Personal information
- Born: May 19, 1919 Greenville, Mississippi, U.S.
- Died: October 19, 1964 (aged 45) Chicago, Illinois, U.S.
- Listed height: 6 ft 1 in (1.85 m)
- Listed weight: 180 lb (82 kg)

Career information
- High school: Scott (Toledo, Ohio)
- Position: Guard

Career history
- 1937–1938: Jesse Owens Olympians
- 1938–1941: Harlem Globetrotters
- 1941–1943: New York Rens
- 1942–1943: Chicago Studebaker Flyers
- 1943–1944: Harlem Globetrotters
- 1944–1945: New York Rens
- 1945–1946: Chicago Monarchs
- 1945–1946: Anderson Chiefs
- 1946–1947: Dayton Mets
- 1947–1948: Ciralsky Meat Packers

Career highlights
- All-NBL Second Team (1943);
- Basketball Hall of Fame

= Sonny Boswell =

American basketball player

Wyatt "Sonny" Boswell (May 19, 1919 – October 19, 1964) was an early African American professional basketball player. He was born in Greenville, Mississippi and grew up in Toledo, Ohio, where he attended Scott High School. He played for the Harlem Globetrotters from 1939 to 1941 and again from 1943 to 1944.
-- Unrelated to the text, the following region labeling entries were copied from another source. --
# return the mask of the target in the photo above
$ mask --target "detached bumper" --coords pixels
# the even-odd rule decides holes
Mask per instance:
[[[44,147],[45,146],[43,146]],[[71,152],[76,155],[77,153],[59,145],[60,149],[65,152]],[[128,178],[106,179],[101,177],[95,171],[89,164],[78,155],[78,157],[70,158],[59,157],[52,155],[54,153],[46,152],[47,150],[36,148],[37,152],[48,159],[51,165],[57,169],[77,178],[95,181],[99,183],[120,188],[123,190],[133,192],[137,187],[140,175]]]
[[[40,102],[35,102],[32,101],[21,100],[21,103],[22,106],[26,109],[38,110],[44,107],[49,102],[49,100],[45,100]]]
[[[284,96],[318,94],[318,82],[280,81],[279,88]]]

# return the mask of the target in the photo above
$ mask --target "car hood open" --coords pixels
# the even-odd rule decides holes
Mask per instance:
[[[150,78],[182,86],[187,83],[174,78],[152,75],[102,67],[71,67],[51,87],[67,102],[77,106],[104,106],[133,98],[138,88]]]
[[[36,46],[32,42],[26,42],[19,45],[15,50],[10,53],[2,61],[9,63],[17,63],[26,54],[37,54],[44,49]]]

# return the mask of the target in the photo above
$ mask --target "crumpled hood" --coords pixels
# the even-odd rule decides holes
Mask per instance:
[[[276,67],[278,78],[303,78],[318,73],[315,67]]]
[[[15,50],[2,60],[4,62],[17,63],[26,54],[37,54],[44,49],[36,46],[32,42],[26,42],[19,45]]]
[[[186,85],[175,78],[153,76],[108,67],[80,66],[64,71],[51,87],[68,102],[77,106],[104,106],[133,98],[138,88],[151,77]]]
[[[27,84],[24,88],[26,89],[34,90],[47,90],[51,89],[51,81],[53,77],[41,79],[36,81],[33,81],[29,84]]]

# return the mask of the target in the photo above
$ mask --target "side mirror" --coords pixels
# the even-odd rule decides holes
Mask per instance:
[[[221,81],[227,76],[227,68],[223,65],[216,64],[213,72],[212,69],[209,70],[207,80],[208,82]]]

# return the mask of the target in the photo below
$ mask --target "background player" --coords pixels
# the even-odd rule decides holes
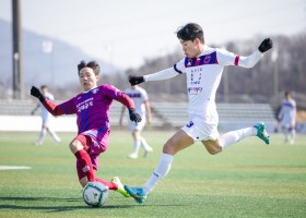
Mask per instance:
[[[282,107],[279,112],[280,128],[285,136],[285,143],[295,141],[296,102],[290,92],[285,92]],[[289,140],[290,135],[290,140]]]
[[[42,92],[42,95],[44,95],[45,98],[47,98],[48,100],[50,100],[50,101],[55,100],[55,97],[52,96],[52,94],[50,94],[48,92],[48,87],[46,85],[43,85],[40,87],[40,92]],[[38,108],[40,108],[40,117],[42,117],[43,124],[42,124],[40,134],[39,134],[37,141],[35,142],[35,145],[43,145],[44,144],[44,140],[46,137],[47,132],[51,135],[51,137],[54,138],[56,144],[59,144],[60,143],[59,136],[50,128],[50,120],[52,119],[52,116],[48,112],[48,110],[43,106],[43,104],[39,100],[37,102],[37,106],[31,112],[31,114],[34,114],[34,112]]]
[[[219,154],[229,145],[247,136],[257,135],[269,144],[269,135],[263,123],[227,132],[220,136],[217,132],[219,116],[215,106],[215,93],[219,87],[222,70],[225,65],[252,68],[272,48],[272,41],[264,39],[258,50],[248,57],[236,56],[223,49],[210,48],[204,44],[203,31],[200,25],[189,23],[177,32],[186,57],[173,68],[144,76],[130,78],[131,85],[149,81],[160,81],[185,73],[189,98],[189,123],[176,132],[164,145],[163,155],[157,168],[142,187],[125,185],[128,193],[138,202],[143,203],[146,195],[170,170],[170,166],[179,150],[200,141],[207,150]]]
[[[140,122],[141,118],[134,110],[133,101],[121,90],[104,84],[97,86],[99,65],[95,61],[81,61],[78,75],[83,93],[70,100],[56,105],[47,99],[36,87],[31,95],[37,97],[54,116],[76,113],[78,135],[69,147],[76,157],[76,171],[82,186],[87,182],[98,181],[128,196],[118,178],[113,182],[95,177],[98,169],[98,156],[106,152],[110,133],[109,108],[113,100],[118,100],[129,109],[130,120]]]
[[[144,148],[144,157],[145,157],[148,153],[153,150],[152,147],[148,145],[144,137],[141,135],[141,131],[145,125],[145,121],[148,120],[148,124],[151,124],[151,107],[149,102],[149,97],[145,89],[143,89],[138,85],[127,88],[125,93],[133,100],[136,106],[136,112],[141,117],[141,122],[129,121],[129,129],[133,137],[133,149],[128,157],[133,159],[138,158],[140,146]],[[122,107],[120,119],[119,119],[120,126],[122,125],[125,111],[126,111],[126,107]]]

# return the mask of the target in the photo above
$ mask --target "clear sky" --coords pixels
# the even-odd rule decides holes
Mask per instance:
[[[21,0],[22,26],[64,40],[119,68],[178,48],[177,27],[199,23],[208,44],[294,35],[306,29],[306,0]],[[11,0],[0,19],[12,21]]]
Boswell was known for taking long distance trick shots to entertain the fans. Abe Saperstein, the manager of the Globetrotters, described Boswell as "one of the great long shot artists of his day". In 1940, Boswell was named MVP of the World Professional Basketball Tournament after scoring eleven points in the Globetrotters' 31–29 championship win over the Chicago Bruins.

During the 1942–43 season, Boswell played for the Chicago Studebaker Flyers of the National Basketball League. He was one of a group of former Harlem Globetrotters who joined the previously all-white NBL to replace players who had recently been drafted for World War II. He later became the only African American player in the league's history to be named a member of an All-NBL Team following the season's conclusion. Over the years, Boswell also appeared in games for the New York Renaissance and the Chicago Monarchs.

After his basketball career, Boswell settled in Chicago, where he managed the Pershing Hotel and later owned his own bowling alley, called Sonny Boswell's South Park Bowl. He died of a heart attack at age 45 in 1964. Boswell would eventually be honored posthumously into the Naismith Basketball Hall of Fame in 2022 for his playing days.